In Coney Island, N. Y., pending settlement of a suit Mrs. Little Docen last week was appointed receiver of her husband’s property listed as follows: four two-legged dogs, two six-legged sheep, one five-legged sheep, one three-legged chicken, one animal half sheep, half goat, one two-legged cat, two six-footed cats, one chicken “with a human face.”
Mouseries
Before the War, William A. Wilson was a chemist. After the War he was an invalid, unfit for strenuous work. In Springfield, Mo. he tried raising pigeons and guinea pigs, failed to make a living. Then he met H. B. Sutter, a fruit grower, who suggested raising white mice for scientific experiments. Two years ago they bought 20 mice, paired them.

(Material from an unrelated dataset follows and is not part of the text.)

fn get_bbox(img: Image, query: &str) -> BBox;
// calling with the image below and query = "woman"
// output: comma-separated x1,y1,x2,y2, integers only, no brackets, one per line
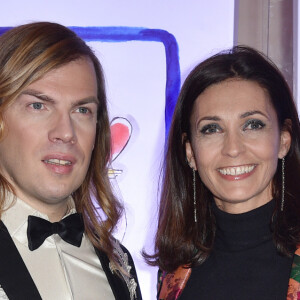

Every three to six weeks a white mouse produces a litter of eight to twelve white mouselets, who within three months are themselves producing litters of eight to twelve white mouselets. Last week the Wilson-Sutter mousery consisted of some 35,000 white mice, all fertile. Mouserymen Wilson & Sutter were shipping some 3,000 per week, at 4¢ per mouse, to jobbers who sell them to laboratories in New York, Chicago, Wisconsin, etc. The Wilson-Sutter mousery consists of a series of double-decked boxes, 15 in. by 27 in., containing 200 mice per row. The mice are usually sold when three-fourths grown; weight 25 grams. White mice are affectionate, like to be tickled behind the ears.
The Wilson-Sutter mousery has four Springfield competitors. Residents in the mousery district last week complained to the city council that the mice were a nuisance. Mayor H. B. Durst investigated, declined to act. Said he: “They are less of a nuisance than most chicken yards.”